Data released on Monday showed that a previous employment report was weak, indicating that businesses added only 22,000 net new jobs in August. The revised figures also revealed that businesses cut jobs in June. The unemployment rate rose to 4.3%.
Traders have strengthened their bets that the Federal Reserve will cut interest rates at its September 16-17 meeting, a move that was hinted at by Fed Chair Jerome Powell in his speech at the Jackson Hole central bank annual symposium last month.
The rise in the unemployment rate partly reflects the number of people returning to the job market, but the number of permanently unemployed has risen to its highest level in nearly four years. The number of people unemployed for 27 weeks or longer has climbed to its highest level since 2021, and more Americans are choosing part-time work for economic reasons.
According to Challenger, Gray & Christmas, the number of layoffs announced in August was the highest for that month since 2020. The wave of layoffs in September has already begun. ConocoPhillips, the largest independent oil producer in the United States, announced on Wednesday that it plans to cut up to a quarter of its global workforce.
The Challenger report also shows that hiring plans decreased in August, while independent data from ADP Research and Revelio Labs indicate that job growth slowed last month. The Institute for Supply Management (ISM) indicators show that employment in both manufacturing and services has contracted in recent months.
At the same time, the median forecast for consumer price inflation over the next year rose slightly to 3.2%. This is the highest level since the US government announced tariffs on major trading partners in May this year.
Fed officials said that concerns are shifting from the inflation risks brought by tariffs to the weakness in the job market. Many businesses have postponed raising prices after stocking up on inventories at the beginning of the year.
Stable inflation expectations are a sign for policymakers that these taxes may only be one-off price shocks, even if they take several months to affect the economy. The New York Fed’s survey shows that consumers’ expectations for the inflation rate over the next three years remained unchanged for the third consecutive month at 3% in August, while expectations for the next five years hovered around 2.9%.
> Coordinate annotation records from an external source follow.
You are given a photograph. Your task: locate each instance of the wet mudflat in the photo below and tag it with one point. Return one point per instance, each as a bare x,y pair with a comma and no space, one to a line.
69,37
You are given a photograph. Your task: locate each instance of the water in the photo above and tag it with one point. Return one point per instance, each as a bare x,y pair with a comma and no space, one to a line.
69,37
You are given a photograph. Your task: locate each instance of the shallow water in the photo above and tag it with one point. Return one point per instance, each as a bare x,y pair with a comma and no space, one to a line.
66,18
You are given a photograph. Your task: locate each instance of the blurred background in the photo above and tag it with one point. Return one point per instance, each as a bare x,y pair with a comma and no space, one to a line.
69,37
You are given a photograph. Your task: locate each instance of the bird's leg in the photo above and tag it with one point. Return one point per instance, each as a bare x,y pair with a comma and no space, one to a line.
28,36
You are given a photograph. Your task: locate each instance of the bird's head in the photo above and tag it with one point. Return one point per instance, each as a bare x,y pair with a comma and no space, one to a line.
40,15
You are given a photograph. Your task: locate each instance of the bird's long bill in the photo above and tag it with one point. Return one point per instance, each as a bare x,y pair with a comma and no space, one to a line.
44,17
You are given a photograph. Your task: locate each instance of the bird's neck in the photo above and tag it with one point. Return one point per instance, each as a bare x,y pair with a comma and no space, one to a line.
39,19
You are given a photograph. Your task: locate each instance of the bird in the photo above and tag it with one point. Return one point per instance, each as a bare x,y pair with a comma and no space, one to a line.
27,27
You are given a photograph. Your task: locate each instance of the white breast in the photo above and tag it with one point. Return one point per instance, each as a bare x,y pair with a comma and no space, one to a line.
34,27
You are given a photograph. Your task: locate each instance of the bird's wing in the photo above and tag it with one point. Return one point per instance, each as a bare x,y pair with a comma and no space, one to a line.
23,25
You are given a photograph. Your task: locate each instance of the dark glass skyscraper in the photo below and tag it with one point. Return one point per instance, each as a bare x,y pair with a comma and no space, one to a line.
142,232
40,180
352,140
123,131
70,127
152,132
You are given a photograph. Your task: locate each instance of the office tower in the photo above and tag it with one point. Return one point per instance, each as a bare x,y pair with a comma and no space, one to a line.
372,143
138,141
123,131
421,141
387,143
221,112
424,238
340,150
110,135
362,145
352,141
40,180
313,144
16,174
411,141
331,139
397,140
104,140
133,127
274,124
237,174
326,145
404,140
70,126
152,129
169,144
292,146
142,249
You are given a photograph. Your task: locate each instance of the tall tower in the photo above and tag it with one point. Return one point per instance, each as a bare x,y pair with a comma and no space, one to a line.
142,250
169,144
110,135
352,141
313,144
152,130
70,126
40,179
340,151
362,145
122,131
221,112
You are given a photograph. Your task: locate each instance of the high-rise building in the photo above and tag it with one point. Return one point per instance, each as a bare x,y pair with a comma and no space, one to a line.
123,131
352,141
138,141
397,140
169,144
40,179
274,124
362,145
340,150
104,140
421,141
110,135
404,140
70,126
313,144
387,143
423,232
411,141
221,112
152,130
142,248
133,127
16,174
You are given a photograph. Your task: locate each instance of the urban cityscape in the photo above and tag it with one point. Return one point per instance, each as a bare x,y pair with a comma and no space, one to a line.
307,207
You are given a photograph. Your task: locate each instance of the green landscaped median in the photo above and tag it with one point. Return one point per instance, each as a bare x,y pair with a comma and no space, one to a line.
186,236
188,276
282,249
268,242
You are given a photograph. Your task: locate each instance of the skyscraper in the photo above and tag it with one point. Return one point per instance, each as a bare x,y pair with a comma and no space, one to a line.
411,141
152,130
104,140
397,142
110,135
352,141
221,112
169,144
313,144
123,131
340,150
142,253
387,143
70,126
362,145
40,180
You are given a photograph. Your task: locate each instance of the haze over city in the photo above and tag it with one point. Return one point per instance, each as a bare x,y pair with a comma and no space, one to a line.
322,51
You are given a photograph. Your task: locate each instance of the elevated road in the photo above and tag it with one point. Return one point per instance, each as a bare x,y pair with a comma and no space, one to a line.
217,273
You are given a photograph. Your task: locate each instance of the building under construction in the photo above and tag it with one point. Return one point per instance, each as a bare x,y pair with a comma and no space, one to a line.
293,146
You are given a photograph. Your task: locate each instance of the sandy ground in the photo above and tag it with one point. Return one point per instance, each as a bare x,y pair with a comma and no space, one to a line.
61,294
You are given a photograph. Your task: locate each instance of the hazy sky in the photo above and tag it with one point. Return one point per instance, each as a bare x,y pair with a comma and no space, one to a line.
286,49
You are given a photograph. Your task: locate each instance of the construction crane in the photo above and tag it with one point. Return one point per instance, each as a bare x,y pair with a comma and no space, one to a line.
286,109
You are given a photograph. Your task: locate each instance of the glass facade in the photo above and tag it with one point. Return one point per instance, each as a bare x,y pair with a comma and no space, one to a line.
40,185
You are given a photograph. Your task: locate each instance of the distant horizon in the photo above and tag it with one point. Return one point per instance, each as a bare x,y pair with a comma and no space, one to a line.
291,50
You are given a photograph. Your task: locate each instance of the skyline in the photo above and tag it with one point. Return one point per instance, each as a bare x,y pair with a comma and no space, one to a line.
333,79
Policy makers will hold a meeting from September 16th to 17th, and most investors are betting that interest rates will be cut by a quarter of a percentage point.
The New York Fed said that the dim job prospects for job seekers are widespread across all age, education and income groups. However, this phenomenon is most pronounced among those who have only graduated from high school.
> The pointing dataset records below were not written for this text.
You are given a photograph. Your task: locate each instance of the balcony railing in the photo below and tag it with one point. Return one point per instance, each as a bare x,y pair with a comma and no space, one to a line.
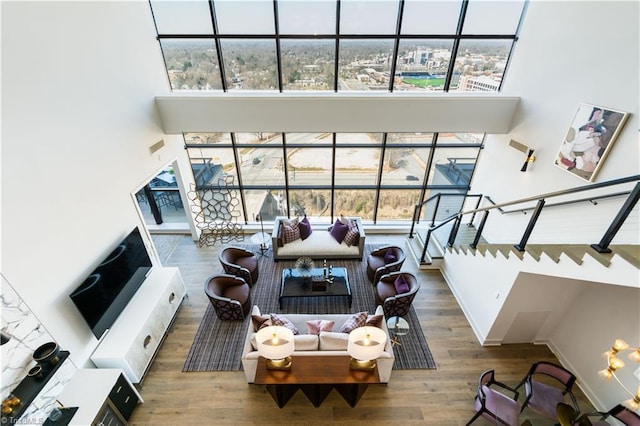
632,197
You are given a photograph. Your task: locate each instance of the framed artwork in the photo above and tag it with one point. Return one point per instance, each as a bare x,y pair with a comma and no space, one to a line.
589,139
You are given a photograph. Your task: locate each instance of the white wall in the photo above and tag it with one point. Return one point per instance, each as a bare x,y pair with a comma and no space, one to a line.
604,314
338,112
568,53
78,81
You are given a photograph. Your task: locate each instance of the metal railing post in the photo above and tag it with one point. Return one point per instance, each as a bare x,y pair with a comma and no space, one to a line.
413,222
618,221
454,231
473,216
426,244
532,223
435,209
476,239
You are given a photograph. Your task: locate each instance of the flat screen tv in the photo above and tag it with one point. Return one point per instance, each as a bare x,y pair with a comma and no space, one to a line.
107,290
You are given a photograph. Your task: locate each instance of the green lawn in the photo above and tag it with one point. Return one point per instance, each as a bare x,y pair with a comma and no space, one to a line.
424,82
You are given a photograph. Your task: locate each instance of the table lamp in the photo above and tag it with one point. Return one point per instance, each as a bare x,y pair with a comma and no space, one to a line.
275,343
365,345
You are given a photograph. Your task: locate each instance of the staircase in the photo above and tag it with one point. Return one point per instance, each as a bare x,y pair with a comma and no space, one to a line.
576,252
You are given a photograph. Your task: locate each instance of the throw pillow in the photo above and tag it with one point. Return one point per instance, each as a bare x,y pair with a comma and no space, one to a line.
284,322
353,322
316,326
305,228
401,285
389,256
339,231
375,320
260,321
353,236
291,232
333,341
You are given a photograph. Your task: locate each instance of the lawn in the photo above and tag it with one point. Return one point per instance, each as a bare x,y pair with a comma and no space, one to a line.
424,82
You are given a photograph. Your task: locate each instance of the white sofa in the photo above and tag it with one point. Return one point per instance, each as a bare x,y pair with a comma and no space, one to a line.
327,344
319,245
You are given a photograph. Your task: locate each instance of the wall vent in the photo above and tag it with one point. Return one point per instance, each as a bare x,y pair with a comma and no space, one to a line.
156,146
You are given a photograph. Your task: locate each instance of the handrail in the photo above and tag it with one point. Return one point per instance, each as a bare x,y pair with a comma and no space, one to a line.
561,192
601,247
418,207
592,200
Consumers’ views on the outlook for their financial situation have also deteriorated. The proportion of consumers who say their financial situation is worse than a year ago has risen, and the proportion of those who expect their financial situation to worsen in the future has also increased. Expectations for obtaining credit in the future have worsened, and at the same time, the possibility of being unable to make the minimum repayment in the next three months has risen.
Consumers now believe that the possibility of an increase in the unemployment rate over the next year is higher. Their expectations regarding the likelihood of being unemployed or voluntarily leaving their jobs next year have not changed significantly.